Event

Postponed: Chromatin reorganisation in cell differentiation and cancer: focus on nucleosomes and CTCF

  • Thu 2 Apr 20

    13:00 - 14:00

  • Colchester Campus

    STEM 3.1

  • Event speaker

    Dr Vladimir Teif

  • Event type

    Lectures, talks and seminars

  • Event organiser

    Life Sciences, School of

  • Contact details

    Dr Patrick Varga-Weisz

This event has been postponed. We hope to arrange a new date for it in due course.

Chromatin reorganisation in cell differentiation and cancer: focus on nucleosomes and CTCF

Vladimir B. Teif

In eukaryotes protein-DNA binding happens in the context of chromatin, where nucleosome positioning defines accessibility of DNA for binding of transcription factors (TFs) and many other chromatin proteins. On the other hand, nucleosome positioning is governed by binding of architectural proteins (CTCF, cohesin and their multiple “friends”), as well as other strong DNA binders such as pioneering factors.

The interplay between nucleosome positioning and protein-DNA binding is further shaped by changes in DNA cytosine modifications and post-translational modifications of histones. In addition, at a larger scale, differences in nucleosome positioning lead to differences in local 3D packing of the genome. CTCF and cohesin form DNA loops and set boundaries isolating different chromatin states in 1D, but how exactly this is achieved is not well understood.

In our several ongoing projects we aim to dissect such interplay. Recently we showed that CTCF can set boundaries for DNA methylation spreading (Wiehle et al., Genome Res., 2019) and that CTCF-dependent chromatin boundaries are defined by asymmetric arrays of nucleosomes with decreased nucleosome repeat length (Clarkson et al., Nucleic Acids Res., 2019). In order to understand such interactions we developed a theory of formation of heterochromatin microdomains. These small domains of size ~2kb defined by H3K9me3 marks appear to be mostly bounded by DNA motifs bearing similarity to consensus CTCF sites (Thorn et al., in preparation).

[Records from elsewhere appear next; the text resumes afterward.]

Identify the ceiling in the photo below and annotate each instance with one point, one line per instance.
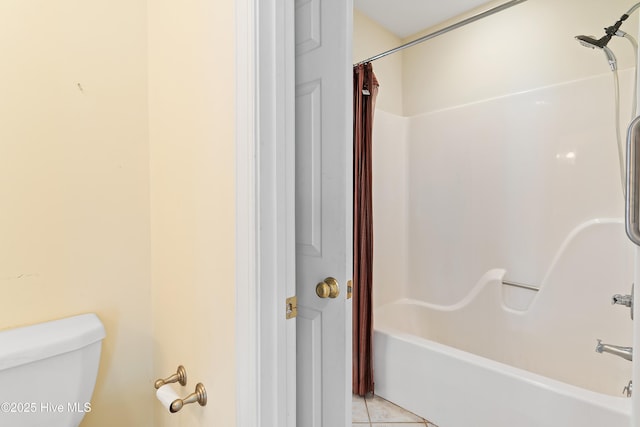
(407, 17)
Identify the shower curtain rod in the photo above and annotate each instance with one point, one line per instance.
(444, 30)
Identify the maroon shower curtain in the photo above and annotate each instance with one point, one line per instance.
(365, 89)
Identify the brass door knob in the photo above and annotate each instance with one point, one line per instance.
(328, 288)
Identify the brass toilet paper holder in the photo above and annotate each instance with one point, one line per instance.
(200, 396)
(180, 377)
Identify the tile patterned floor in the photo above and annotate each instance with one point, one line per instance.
(374, 411)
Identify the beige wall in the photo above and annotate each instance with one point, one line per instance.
(74, 183)
(191, 106)
(116, 172)
(528, 46)
(370, 39)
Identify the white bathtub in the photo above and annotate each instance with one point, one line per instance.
(481, 363)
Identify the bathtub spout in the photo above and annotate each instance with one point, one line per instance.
(624, 352)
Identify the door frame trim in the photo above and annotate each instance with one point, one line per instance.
(265, 370)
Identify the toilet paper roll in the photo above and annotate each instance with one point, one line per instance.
(166, 395)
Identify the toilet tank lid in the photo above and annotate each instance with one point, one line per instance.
(27, 344)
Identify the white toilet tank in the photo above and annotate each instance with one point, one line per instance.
(48, 371)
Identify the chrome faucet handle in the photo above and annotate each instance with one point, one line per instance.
(625, 300)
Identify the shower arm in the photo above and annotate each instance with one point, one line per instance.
(633, 9)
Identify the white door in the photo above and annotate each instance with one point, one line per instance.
(323, 210)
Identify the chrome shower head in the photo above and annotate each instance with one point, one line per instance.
(593, 43)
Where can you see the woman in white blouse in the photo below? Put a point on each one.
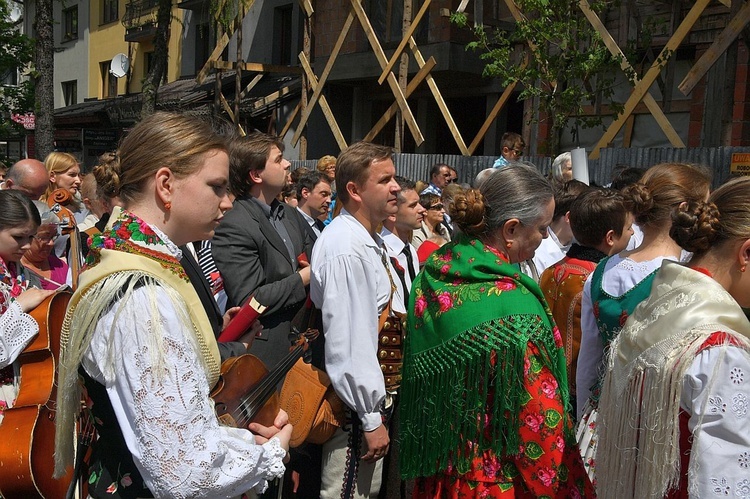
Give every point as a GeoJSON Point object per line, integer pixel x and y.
{"type": "Point", "coordinates": [140, 340]}
{"type": "Point", "coordinates": [19, 220]}
{"type": "Point", "coordinates": [674, 406]}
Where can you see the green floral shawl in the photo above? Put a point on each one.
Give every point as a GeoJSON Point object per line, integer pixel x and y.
{"type": "Point", "coordinates": [471, 318]}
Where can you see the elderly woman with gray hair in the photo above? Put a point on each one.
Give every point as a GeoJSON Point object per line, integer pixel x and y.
{"type": "Point", "coordinates": [484, 393]}
{"type": "Point", "coordinates": [40, 260]}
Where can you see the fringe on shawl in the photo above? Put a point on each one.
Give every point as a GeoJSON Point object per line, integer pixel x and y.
{"type": "Point", "coordinates": [77, 333]}
{"type": "Point", "coordinates": [453, 388]}
{"type": "Point", "coordinates": [639, 448]}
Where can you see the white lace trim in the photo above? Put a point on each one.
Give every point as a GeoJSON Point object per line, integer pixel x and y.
{"type": "Point", "coordinates": [17, 329]}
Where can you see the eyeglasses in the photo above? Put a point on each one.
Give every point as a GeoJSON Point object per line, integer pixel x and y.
{"type": "Point", "coordinates": [46, 239]}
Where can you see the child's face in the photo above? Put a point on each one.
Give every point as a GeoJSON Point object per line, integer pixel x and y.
{"type": "Point", "coordinates": [514, 153]}
{"type": "Point", "coordinates": [621, 242]}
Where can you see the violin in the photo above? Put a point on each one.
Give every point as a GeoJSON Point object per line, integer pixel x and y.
{"type": "Point", "coordinates": [246, 390]}
{"type": "Point", "coordinates": [59, 201]}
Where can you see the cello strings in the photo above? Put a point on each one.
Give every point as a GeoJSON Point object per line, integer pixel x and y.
{"type": "Point", "coordinates": [249, 405]}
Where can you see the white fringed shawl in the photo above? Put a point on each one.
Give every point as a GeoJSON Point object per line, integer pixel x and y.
{"type": "Point", "coordinates": [639, 448]}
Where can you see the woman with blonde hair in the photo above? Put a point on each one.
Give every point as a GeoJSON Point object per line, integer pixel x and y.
{"type": "Point", "coordinates": [139, 339]}
{"type": "Point", "coordinates": [675, 396]}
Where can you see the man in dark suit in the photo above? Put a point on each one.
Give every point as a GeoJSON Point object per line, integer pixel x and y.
{"type": "Point", "coordinates": [198, 280]}
{"type": "Point", "coordinates": [261, 247]}
{"type": "Point", "coordinates": [313, 200]}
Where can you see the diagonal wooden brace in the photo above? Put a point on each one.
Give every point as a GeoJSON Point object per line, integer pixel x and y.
{"type": "Point", "coordinates": [648, 99]}
{"type": "Point", "coordinates": [722, 42]}
{"type": "Point", "coordinates": [392, 82]}
{"type": "Point", "coordinates": [323, 77]}
{"type": "Point", "coordinates": [314, 84]}
{"type": "Point", "coordinates": [648, 79]}
{"type": "Point", "coordinates": [410, 88]}
{"type": "Point", "coordinates": [401, 46]}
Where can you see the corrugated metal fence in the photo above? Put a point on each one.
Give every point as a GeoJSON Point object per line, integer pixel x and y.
{"type": "Point", "coordinates": [716, 159]}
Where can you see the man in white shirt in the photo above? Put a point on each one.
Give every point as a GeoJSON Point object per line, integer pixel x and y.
{"type": "Point", "coordinates": [28, 176]}
{"type": "Point", "coordinates": [352, 283]}
{"type": "Point", "coordinates": [313, 200]}
{"type": "Point", "coordinates": [396, 234]}
{"type": "Point", "coordinates": [440, 176]}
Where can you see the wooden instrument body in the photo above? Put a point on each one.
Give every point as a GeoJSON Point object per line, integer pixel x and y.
{"type": "Point", "coordinates": [246, 390]}
{"type": "Point", "coordinates": [27, 432]}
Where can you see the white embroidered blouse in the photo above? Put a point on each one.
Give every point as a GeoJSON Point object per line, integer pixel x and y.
{"type": "Point", "coordinates": [167, 418]}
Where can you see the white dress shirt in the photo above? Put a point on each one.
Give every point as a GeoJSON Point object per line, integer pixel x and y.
{"type": "Point", "coordinates": [351, 286]}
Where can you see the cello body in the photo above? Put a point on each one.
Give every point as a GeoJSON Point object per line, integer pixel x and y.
{"type": "Point", "coordinates": [27, 432]}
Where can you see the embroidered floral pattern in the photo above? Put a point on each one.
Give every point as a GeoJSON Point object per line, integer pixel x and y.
{"type": "Point", "coordinates": [130, 234]}
{"type": "Point", "coordinates": [737, 376]}
{"type": "Point", "coordinates": [739, 405]}
{"type": "Point", "coordinates": [744, 460]}
{"type": "Point", "coordinates": [743, 489]}
{"type": "Point", "coordinates": [544, 466]}
{"type": "Point", "coordinates": [716, 405]}
{"type": "Point", "coordinates": [720, 486]}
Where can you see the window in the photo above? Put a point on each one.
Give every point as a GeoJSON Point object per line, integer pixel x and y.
{"type": "Point", "coordinates": [70, 92]}
{"type": "Point", "coordinates": [282, 34]}
{"type": "Point", "coordinates": [387, 18]}
{"type": "Point", "coordinates": [70, 24]}
{"type": "Point", "coordinates": [109, 11]}
{"type": "Point", "coordinates": [108, 81]}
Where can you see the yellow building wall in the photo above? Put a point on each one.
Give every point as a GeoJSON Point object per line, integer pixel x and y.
{"type": "Point", "coordinates": [108, 40]}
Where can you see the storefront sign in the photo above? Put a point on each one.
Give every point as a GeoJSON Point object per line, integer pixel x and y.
{"type": "Point", "coordinates": [740, 164]}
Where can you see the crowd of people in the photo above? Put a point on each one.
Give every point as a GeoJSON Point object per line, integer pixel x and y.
{"type": "Point", "coordinates": [522, 336]}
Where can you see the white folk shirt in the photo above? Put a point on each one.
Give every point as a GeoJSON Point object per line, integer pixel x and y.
{"type": "Point", "coordinates": [168, 422]}
{"type": "Point", "coordinates": [350, 285]}
{"type": "Point", "coordinates": [620, 276]}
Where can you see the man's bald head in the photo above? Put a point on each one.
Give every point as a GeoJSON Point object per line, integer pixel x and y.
{"type": "Point", "coordinates": [28, 176]}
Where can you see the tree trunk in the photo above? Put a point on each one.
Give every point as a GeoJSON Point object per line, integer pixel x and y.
{"type": "Point", "coordinates": [44, 134]}
{"type": "Point", "coordinates": [159, 64]}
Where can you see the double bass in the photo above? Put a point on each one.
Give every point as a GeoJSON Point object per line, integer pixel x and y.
{"type": "Point", "coordinates": [27, 432]}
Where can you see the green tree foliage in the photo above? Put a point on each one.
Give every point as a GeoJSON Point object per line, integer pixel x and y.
{"type": "Point", "coordinates": [17, 53]}
{"type": "Point", "coordinates": [568, 64]}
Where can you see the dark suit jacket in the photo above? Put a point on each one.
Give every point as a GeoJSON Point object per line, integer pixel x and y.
{"type": "Point", "coordinates": [253, 259]}
{"type": "Point", "coordinates": [198, 280]}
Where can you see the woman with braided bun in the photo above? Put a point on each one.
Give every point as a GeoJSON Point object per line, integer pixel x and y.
{"type": "Point", "coordinates": [674, 404]}
{"type": "Point", "coordinates": [622, 281]}
{"type": "Point", "coordinates": [137, 344]}
{"type": "Point", "coordinates": [484, 390]}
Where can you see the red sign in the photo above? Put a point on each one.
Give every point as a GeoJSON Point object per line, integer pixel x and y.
{"type": "Point", "coordinates": [27, 120]}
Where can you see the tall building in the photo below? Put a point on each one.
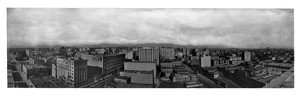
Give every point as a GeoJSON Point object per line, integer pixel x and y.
{"type": "Point", "coordinates": [247, 56]}
{"type": "Point", "coordinates": [186, 52]}
{"type": "Point", "coordinates": [129, 55]}
{"type": "Point", "coordinates": [72, 70]}
{"type": "Point", "coordinates": [205, 61]}
{"type": "Point", "coordinates": [113, 63]}
{"type": "Point", "coordinates": [149, 54]}
{"type": "Point", "coordinates": [140, 72]}
{"type": "Point", "coordinates": [167, 53]}
{"type": "Point", "coordinates": [141, 66]}
{"type": "Point", "coordinates": [110, 63]}
{"type": "Point", "coordinates": [206, 52]}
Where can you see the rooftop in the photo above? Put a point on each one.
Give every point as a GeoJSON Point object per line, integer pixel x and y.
{"type": "Point", "coordinates": [286, 80]}
{"type": "Point", "coordinates": [30, 66]}
{"type": "Point", "coordinates": [48, 82]}
{"type": "Point", "coordinates": [138, 71]}
{"type": "Point", "coordinates": [280, 64]}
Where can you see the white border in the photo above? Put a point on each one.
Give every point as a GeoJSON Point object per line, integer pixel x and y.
{"type": "Point", "coordinates": [84, 93]}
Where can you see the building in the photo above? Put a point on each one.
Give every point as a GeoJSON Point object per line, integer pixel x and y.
{"type": "Point", "coordinates": [247, 56]}
{"type": "Point", "coordinates": [110, 63]}
{"type": "Point", "coordinates": [35, 71]}
{"type": "Point", "coordinates": [72, 70]}
{"type": "Point", "coordinates": [37, 61]}
{"type": "Point", "coordinates": [113, 63]}
{"type": "Point", "coordinates": [167, 53]}
{"type": "Point", "coordinates": [129, 55]}
{"type": "Point", "coordinates": [186, 52]}
{"type": "Point", "coordinates": [140, 77]}
{"type": "Point", "coordinates": [195, 60]}
{"type": "Point", "coordinates": [47, 82]}
{"type": "Point", "coordinates": [170, 64]}
{"type": "Point", "coordinates": [122, 79]}
{"type": "Point", "coordinates": [205, 61]}
{"type": "Point", "coordinates": [149, 54]}
{"type": "Point", "coordinates": [141, 66]}
{"type": "Point", "coordinates": [29, 53]}
{"type": "Point", "coordinates": [235, 60]}
{"type": "Point", "coordinates": [54, 70]}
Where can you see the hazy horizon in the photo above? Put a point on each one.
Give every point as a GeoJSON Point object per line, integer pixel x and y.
{"type": "Point", "coordinates": [236, 28]}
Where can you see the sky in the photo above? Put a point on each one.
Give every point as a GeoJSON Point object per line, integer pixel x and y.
{"type": "Point", "coordinates": [237, 28]}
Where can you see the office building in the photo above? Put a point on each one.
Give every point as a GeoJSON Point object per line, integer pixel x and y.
{"type": "Point", "coordinates": [186, 52]}
{"type": "Point", "coordinates": [205, 61]}
{"type": "Point", "coordinates": [72, 70]}
{"type": "Point", "coordinates": [167, 53]}
{"type": "Point", "coordinates": [140, 77]}
{"type": "Point", "coordinates": [247, 56]}
{"type": "Point", "coordinates": [129, 55]}
{"type": "Point", "coordinates": [35, 70]}
{"type": "Point", "coordinates": [149, 54]}
{"type": "Point", "coordinates": [141, 66]}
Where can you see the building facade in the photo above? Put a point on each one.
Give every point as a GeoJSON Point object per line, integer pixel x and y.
{"type": "Point", "coordinates": [72, 70]}
{"type": "Point", "coordinates": [149, 54]}
{"type": "Point", "coordinates": [167, 53]}
{"type": "Point", "coordinates": [205, 61]}
{"type": "Point", "coordinates": [247, 56]}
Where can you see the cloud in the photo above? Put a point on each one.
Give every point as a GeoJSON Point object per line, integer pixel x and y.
{"type": "Point", "coordinates": [241, 28]}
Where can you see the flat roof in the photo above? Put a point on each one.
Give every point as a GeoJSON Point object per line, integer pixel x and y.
{"type": "Point", "coordinates": [122, 77]}
{"type": "Point", "coordinates": [34, 66]}
{"type": "Point", "coordinates": [138, 71]}
{"type": "Point", "coordinates": [48, 82]}
{"type": "Point", "coordinates": [286, 80]}
{"type": "Point", "coordinates": [280, 64]}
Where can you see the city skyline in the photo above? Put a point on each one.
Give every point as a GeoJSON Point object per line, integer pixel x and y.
{"type": "Point", "coordinates": [236, 28]}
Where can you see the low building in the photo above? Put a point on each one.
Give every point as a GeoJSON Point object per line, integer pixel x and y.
{"type": "Point", "coordinates": [184, 77]}
{"type": "Point", "coordinates": [122, 79]}
{"type": "Point", "coordinates": [141, 77]}
{"type": "Point", "coordinates": [35, 71]}
{"type": "Point", "coordinates": [47, 82]}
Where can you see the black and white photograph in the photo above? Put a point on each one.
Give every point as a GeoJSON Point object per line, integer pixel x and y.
{"type": "Point", "coordinates": [150, 48]}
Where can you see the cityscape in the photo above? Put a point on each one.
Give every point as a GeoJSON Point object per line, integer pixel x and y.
{"type": "Point", "coordinates": [150, 48]}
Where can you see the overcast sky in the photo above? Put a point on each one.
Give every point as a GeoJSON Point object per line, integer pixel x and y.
{"type": "Point", "coordinates": [239, 28]}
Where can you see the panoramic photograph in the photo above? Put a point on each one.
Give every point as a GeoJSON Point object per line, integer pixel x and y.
{"type": "Point", "coordinates": [150, 48]}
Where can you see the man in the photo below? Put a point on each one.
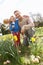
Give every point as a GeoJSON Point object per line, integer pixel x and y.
{"type": "Point", "coordinates": [26, 24]}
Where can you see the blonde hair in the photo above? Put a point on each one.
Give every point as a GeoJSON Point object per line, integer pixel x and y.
{"type": "Point", "coordinates": [6, 21]}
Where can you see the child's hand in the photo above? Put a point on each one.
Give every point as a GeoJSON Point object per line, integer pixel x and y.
{"type": "Point", "coordinates": [13, 26]}
{"type": "Point", "coordinates": [23, 30]}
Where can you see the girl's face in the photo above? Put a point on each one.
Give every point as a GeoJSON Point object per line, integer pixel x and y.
{"type": "Point", "coordinates": [12, 19]}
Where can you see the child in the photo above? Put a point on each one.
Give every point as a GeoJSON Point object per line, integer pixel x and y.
{"type": "Point", "coordinates": [15, 29]}
{"type": "Point", "coordinates": [5, 27]}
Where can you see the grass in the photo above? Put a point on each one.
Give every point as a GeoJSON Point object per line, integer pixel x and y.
{"type": "Point", "coordinates": [23, 55]}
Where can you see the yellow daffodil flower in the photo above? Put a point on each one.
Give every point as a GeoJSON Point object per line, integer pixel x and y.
{"type": "Point", "coordinates": [15, 38]}
{"type": "Point", "coordinates": [33, 39]}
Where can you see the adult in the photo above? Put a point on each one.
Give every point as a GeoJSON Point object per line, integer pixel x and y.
{"type": "Point", "coordinates": [26, 24]}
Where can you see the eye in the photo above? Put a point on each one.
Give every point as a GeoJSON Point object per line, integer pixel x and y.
{"type": "Point", "coordinates": [1, 1]}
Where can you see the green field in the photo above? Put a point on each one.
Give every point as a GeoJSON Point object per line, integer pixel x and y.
{"type": "Point", "coordinates": [22, 55]}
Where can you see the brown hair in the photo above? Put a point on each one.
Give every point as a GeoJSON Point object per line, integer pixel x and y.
{"type": "Point", "coordinates": [6, 21]}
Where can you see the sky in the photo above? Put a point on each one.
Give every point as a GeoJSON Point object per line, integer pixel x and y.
{"type": "Point", "coordinates": [7, 7]}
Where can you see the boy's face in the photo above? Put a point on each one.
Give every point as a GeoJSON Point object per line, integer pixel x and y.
{"type": "Point", "coordinates": [17, 14]}
{"type": "Point", "coordinates": [12, 19]}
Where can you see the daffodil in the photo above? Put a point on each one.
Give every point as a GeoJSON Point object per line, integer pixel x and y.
{"type": "Point", "coordinates": [33, 39]}
{"type": "Point", "coordinates": [15, 38]}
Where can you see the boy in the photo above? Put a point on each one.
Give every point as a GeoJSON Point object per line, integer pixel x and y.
{"type": "Point", "coordinates": [15, 29]}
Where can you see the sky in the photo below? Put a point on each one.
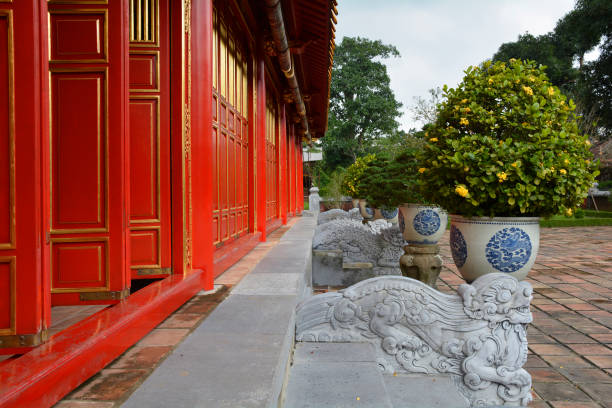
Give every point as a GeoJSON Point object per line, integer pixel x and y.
{"type": "Point", "coordinates": [439, 39]}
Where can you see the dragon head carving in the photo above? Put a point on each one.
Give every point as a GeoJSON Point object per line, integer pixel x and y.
{"type": "Point", "coordinates": [497, 297]}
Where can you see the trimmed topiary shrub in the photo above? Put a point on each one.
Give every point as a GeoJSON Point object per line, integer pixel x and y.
{"type": "Point", "coordinates": [506, 143]}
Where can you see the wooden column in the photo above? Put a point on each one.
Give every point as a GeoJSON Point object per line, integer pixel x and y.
{"type": "Point", "coordinates": [261, 147]}
{"type": "Point", "coordinates": [201, 144]}
{"type": "Point", "coordinates": [283, 164]}
{"type": "Point", "coordinates": [300, 172]}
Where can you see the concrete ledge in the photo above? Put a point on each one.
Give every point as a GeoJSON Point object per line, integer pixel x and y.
{"type": "Point", "coordinates": [239, 356]}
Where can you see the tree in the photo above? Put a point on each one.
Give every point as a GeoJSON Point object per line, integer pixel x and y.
{"type": "Point", "coordinates": [545, 50]}
{"type": "Point", "coordinates": [362, 107]}
{"type": "Point", "coordinates": [588, 25]}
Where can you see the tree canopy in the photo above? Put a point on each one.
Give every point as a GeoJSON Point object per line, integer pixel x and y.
{"type": "Point", "coordinates": [362, 107]}
{"type": "Point", "coordinates": [563, 51]}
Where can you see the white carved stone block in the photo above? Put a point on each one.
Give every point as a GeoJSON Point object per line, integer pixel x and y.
{"type": "Point", "coordinates": [477, 336]}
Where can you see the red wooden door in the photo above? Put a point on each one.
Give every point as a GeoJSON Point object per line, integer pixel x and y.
{"type": "Point", "coordinates": [271, 159]}
{"type": "Point", "coordinates": [87, 163]}
{"type": "Point", "coordinates": [230, 129]}
{"type": "Point", "coordinates": [149, 136]}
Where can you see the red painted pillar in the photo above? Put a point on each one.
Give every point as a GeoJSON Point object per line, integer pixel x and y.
{"type": "Point", "coordinates": [261, 146]}
{"type": "Point", "coordinates": [202, 146]}
{"type": "Point", "coordinates": [300, 188]}
{"type": "Point", "coordinates": [283, 164]}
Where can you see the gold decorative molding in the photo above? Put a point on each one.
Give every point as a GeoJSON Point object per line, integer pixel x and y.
{"type": "Point", "coordinates": [8, 14]}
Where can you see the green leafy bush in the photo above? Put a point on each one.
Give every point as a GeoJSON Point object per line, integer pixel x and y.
{"type": "Point", "coordinates": [506, 143]}
{"type": "Point", "coordinates": [388, 183]}
{"type": "Point", "coordinates": [352, 175]}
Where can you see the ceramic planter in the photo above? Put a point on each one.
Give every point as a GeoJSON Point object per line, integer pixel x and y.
{"type": "Point", "coordinates": [422, 224]}
{"type": "Point", "coordinates": [482, 245]}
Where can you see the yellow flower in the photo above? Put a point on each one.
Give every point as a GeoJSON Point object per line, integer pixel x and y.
{"type": "Point", "coordinates": [462, 191]}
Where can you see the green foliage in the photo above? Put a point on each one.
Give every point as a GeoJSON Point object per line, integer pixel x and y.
{"type": "Point", "coordinates": [506, 143]}
{"type": "Point", "coordinates": [362, 107]}
{"type": "Point", "coordinates": [388, 183]}
{"type": "Point", "coordinates": [350, 183]}
{"type": "Point", "coordinates": [578, 32]}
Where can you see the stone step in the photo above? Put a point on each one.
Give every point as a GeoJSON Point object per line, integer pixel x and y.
{"type": "Point", "coordinates": [335, 375]}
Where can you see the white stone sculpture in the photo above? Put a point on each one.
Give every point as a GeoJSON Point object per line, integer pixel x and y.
{"type": "Point", "coordinates": [381, 245]}
{"type": "Point", "coordinates": [336, 214]}
{"type": "Point", "coordinates": [477, 336]}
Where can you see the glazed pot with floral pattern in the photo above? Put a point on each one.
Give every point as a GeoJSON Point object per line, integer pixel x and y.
{"type": "Point", "coordinates": [422, 224]}
{"type": "Point", "coordinates": [481, 245]}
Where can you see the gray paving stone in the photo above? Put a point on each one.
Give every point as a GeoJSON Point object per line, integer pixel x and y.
{"type": "Point", "coordinates": [268, 284]}
{"type": "Point", "coordinates": [419, 391]}
{"type": "Point", "coordinates": [245, 315]}
{"type": "Point", "coordinates": [334, 352]}
{"type": "Point", "coordinates": [336, 385]}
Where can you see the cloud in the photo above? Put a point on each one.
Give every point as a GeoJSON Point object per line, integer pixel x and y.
{"type": "Point", "coordinates": [439, 39]}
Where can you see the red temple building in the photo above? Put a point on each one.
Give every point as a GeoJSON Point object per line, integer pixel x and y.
{"type": "Point", "coordinates": [142, 139]}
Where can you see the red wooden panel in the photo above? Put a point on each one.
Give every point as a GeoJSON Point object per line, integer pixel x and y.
{"type": "Point", "coordinates": [216, 237]}
{"type": "Point", "coordinates": [7, 182]}
{"type": "Point", "coordinates": [89, 45]}
{"type": "Point", "coordinates": [7, 299]}
{"type": "Point", "coordinates": [214, 108]}
{"type": "Point", "coordinates": [215, 138]}
{"type": "Point", "coordinates": [78, 265]}
{"type": "Point", "coordinates": [145, 248]}
{"type": "Point", "coordinates": [223, 114]}
{"type": "Point", "coordinates": [144, 154]}
{"type": "Point", "coordinates": [144, 67]}
{"type": "Point", "coordinates": [78, 157]}
{"type": "Point", "coordinates": [223, 171]}
{"type": "Point", "coordinates": [231, 182]}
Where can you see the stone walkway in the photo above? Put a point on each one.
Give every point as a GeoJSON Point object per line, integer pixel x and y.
{"type": "Point", "coordinates": [570, 340]}
{"type": "Point", "coordinates": [117, 381]}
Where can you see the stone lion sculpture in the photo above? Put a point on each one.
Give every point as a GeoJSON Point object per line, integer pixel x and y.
{"type": "Point", "coordinates": [477, 336]}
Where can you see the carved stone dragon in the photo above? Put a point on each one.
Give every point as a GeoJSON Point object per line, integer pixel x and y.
{"type": "Point", "coordinates": [377, 242]}
{"type": "Point", "coordinates": [478, 336]}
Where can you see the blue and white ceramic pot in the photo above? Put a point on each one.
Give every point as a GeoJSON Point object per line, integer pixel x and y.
{"type": "Point", "coordinates": [366, 212]}
{"type": "Point", "coordinates": [422, 224]}
{"type": "Point", "coordinates": [389, 215]}
{"type": "Point", "coordinates": [482, 245]}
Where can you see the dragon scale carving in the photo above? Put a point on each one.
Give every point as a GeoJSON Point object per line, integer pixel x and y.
{"type": "Point", "coordinates": [478, 335]}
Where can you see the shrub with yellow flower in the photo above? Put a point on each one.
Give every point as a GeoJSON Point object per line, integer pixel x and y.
{"type": "Point", "coordinates": [510, 144]}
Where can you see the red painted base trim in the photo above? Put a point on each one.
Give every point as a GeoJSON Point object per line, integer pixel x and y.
{"type": "Point", "coordinates": [230, 254]}
{"type": "Point", "coordinates": [43, 376]}
{"type": "Point", "coordinates": [273, 225]}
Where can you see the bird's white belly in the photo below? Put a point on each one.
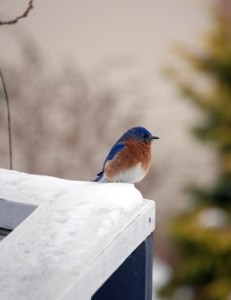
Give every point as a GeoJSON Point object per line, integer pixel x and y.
{"type": "Point", "coordinates": [131, 175]}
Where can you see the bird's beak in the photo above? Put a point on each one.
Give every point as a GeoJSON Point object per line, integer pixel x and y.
{"type": "Point", "coordinates": [155, 138]}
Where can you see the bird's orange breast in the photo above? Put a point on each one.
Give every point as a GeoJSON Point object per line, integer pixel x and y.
{"type": "Point", "coordinates": [133, 154]}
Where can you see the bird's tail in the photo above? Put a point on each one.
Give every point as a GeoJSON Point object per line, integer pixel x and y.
{"type": "Point", "coordinates": [101, 178]}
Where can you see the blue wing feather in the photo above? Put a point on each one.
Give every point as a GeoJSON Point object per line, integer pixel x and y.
{"type": "Point", "coordinates": [114, 151]}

I will also present our new experimental results concerning formation of CTCF-dependent chromatin boundaries in cancer patients and will discuss these from the point of view of potential implications for novel diagnostic assays based on so-called "liquid biopsy".

References

Wiehle L., Thorn G.J., Raddatz G., Clarkson C.T., Rippe K., Lyko F., Breiling A., Teif V.B. (2019) DNA (de)methylation in embryonic stem cells controls CTCF-dependent chromatin boundaries. Genome Research 29, 750-761

Clarkson C.T., Deeks E.A., Samarista R., Mamayusupova H., Zhurkin V.B., Teif V.B. (2019) CTCF-dependent chromatin boundaries formed by asymmetric nucleosome arrays with decreased linker length. Nucleic Acids Res 47, 11181-11196.